Checking quite a few texts I found that most describe IRBBB in sparse detail. Rather RBBB is described, and a definition of IRBBB is given as: “its RBBB with a QRS from greater than 100ms and less than 120ms. So then I guess true definition of RBBB is required. It seems there are four criteria to fill to truly diagnose RBBB, they are quoted in the AHA/ACCF/HRS recommendations for standardization and interpretation of the ECG part III (1) as:
“Complete RBBB
1. QRS duration greater than or equal to 120ms in adults, greater than 100ms in children ages 4 to 16 years, and greater than 90ms in children less than 4 years of age.
2. rsr’, rsR’ or rSR’ in leads V1 or V2, the R’ or r’ deflection is usually wider than the initial R wave. In a minority of patients, a wide and often notched R wave pattern may be seen in V1 and or V2.
3. S wave of greater duration than R wave or greater than 40ms in leads I and V6 in adults.
4. Normal R peak time in leads V5 and V6 but greater than 50ms in lead V1.
Of the above criteria, the first 3 should be present to make the diagnosis. When a pure dominant R wave with or without a notch is present in V1, criterion 4 should be satisfied.”
The
same AHA/ACCF/HRS recommendations describe all these features as being required
for IRBBB apart from the QRS complex width, which should between 110-120ms in
adults 90-100ms in children age 16-4 and 86-90ms in children less than 4.
So now
that IRBBB is defined, how does this criteria fit the ECG up for review.
Looking
at criteria 1. On eyeball the QRS complex appears to be 110ms but on closer
inspection the QRS is only 90ms wide.
This fails the first criteria for IRBBB
and indeed this rsR’ complex in V1 would now be considered a normal variant or
would it?
WHO
taskforce state (2) in relation to QRS complex width: “There is no minimal QRS
duration for incomplete right bundle branch block.”

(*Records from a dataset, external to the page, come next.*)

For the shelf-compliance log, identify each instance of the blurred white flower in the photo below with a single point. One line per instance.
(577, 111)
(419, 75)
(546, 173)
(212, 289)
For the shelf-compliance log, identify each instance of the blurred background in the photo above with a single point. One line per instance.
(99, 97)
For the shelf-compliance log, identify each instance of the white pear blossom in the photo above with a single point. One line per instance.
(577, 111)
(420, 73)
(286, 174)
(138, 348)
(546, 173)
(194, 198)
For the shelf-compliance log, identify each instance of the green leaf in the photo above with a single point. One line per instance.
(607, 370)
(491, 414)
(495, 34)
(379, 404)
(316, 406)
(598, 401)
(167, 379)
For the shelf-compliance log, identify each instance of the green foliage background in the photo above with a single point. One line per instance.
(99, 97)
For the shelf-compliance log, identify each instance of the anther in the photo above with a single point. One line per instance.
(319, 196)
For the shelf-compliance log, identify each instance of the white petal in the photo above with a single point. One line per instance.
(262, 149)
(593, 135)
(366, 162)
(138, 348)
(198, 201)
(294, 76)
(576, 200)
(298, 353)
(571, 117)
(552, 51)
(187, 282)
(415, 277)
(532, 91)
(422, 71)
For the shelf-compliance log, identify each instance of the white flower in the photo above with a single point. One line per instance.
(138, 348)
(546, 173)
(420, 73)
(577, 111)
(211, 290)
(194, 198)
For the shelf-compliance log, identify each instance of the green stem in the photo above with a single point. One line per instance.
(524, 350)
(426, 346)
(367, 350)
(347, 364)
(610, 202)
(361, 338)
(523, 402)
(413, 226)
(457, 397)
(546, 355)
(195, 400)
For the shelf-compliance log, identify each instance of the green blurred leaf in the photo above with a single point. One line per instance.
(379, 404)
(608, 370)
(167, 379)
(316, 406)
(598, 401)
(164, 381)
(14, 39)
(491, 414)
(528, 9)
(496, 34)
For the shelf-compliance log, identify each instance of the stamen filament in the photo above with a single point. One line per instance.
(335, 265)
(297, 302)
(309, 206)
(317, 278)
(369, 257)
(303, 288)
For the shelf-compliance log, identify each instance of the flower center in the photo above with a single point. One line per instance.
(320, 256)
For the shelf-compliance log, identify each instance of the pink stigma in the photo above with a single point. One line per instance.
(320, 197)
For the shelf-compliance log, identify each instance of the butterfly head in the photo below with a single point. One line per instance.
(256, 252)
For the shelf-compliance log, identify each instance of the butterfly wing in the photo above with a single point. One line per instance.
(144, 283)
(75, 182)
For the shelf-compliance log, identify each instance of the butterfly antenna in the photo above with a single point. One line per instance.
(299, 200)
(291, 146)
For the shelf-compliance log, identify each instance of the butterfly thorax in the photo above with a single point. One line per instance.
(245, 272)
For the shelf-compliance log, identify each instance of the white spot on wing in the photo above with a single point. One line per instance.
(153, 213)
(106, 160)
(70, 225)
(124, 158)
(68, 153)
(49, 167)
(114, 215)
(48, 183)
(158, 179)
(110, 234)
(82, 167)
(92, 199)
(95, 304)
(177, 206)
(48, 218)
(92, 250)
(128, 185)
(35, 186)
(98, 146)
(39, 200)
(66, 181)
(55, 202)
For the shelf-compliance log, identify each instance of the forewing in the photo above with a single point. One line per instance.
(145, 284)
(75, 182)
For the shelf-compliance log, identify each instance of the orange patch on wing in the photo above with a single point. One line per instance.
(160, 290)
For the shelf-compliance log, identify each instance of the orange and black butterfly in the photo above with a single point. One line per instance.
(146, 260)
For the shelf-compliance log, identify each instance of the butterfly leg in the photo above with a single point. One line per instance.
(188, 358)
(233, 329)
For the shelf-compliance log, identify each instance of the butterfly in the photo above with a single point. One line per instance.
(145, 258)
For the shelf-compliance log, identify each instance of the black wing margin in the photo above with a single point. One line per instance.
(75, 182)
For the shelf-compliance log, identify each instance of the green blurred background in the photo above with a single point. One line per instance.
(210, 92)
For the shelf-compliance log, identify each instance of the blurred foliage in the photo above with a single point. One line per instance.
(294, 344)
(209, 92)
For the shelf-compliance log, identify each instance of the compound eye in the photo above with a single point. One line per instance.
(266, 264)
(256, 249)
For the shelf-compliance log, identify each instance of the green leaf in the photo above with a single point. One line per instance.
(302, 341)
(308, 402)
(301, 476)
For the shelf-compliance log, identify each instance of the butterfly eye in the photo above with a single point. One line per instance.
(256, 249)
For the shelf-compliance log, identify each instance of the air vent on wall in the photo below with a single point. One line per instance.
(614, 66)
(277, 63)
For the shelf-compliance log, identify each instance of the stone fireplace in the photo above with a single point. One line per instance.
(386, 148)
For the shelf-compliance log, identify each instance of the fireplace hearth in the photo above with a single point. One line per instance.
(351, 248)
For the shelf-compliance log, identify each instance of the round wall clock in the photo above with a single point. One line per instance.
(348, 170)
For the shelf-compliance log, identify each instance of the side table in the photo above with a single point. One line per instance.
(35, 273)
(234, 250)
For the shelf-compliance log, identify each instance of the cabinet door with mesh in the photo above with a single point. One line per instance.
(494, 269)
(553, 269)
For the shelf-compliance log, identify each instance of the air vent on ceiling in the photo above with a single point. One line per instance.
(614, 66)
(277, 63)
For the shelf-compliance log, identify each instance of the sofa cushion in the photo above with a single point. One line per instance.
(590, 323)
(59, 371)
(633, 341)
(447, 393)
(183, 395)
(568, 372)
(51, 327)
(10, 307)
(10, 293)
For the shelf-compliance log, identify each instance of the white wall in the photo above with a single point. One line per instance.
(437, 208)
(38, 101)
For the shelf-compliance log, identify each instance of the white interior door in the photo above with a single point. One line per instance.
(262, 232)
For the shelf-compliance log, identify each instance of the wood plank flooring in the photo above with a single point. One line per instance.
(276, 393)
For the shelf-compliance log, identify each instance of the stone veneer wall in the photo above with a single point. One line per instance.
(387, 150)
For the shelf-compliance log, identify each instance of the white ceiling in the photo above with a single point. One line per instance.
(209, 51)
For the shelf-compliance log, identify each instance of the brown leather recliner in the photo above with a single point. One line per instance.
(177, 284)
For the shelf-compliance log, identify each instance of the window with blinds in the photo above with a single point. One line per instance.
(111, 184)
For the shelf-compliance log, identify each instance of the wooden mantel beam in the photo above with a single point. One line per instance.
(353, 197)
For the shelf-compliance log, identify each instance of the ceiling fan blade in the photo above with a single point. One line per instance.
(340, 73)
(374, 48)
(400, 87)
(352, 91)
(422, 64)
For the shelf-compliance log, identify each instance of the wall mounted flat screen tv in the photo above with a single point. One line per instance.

Marriott (3) defines IRBBB QRS complex width as
between 90-100ms, whereas Chan et al (4) state 80 – 110ms
The
second criteria is met easily with an rsR’ in V1 with R’ wider than the initial
r wave. Figure
Criteria
3 is not met as there is no distinct s wave in either lead I or V6. Figure
Criteria
4 is met as the onset of the QRS to the peak of the R’ wave is about 60ms.
Figure
After
all this discussion, what conclusions can be made? I guess strictly speaking
this ECG can’t be called an IRBBB. I make this conclusion due to the lack of an
s wave in V6 and lead I. The width criteria I think is less clear-cut as many
respected authors differ in their definition. From here on in my own
interpretation will reflect the WHO (2) definition on IRBBB where the QRS width
in less than 120ms.
Areas to look at in future are:
What are the clinical ramifications of IRBBB and RBBB?
Does IRBBB have any prognostic value?
Analysis of bundle branch block ECGs to practice all the diagnostic criteria.
References:
1: Surawicz, B. Childers, R. Deal, B. J. Gettes, S. (2009) AHA/ACCF/HRS Recommendations for the Standardization and Interpretation of the Electrocardiogram, Part III, Intraventtricular Conduction DIsturbances. A Scientific Statement from the American Heart Association Electrocardiography and Arrhythmias, Council on Clinical Cardiology; the American College of Cardiology Foundation; and the Heart Rhythm Society. Journal of the American College of Cardiology Vol. 53, No. 11.
2: Willems, J.L. et al (1985) Criteria for Intraventricular Conduction Disturbancesand Pre-excitation WHO / International Society and Federation for Cardiology Task Force. JACC, Vol. 5, No. 6.
3: Marriott, H.J.L. Practical Electrocardiography 8th ed, Williams & Wilkins, Baltimore.
4: Chan, T.C. et al (2005) ECG in Emergency Medicine in Acute Care, Elservier Mosby, Philadelphia.
5: Surawicz, B. et al (2008) Chou's Electrocardiography in Clinical Practice 6th Ed, Saunders Elsevier, Philadelphia.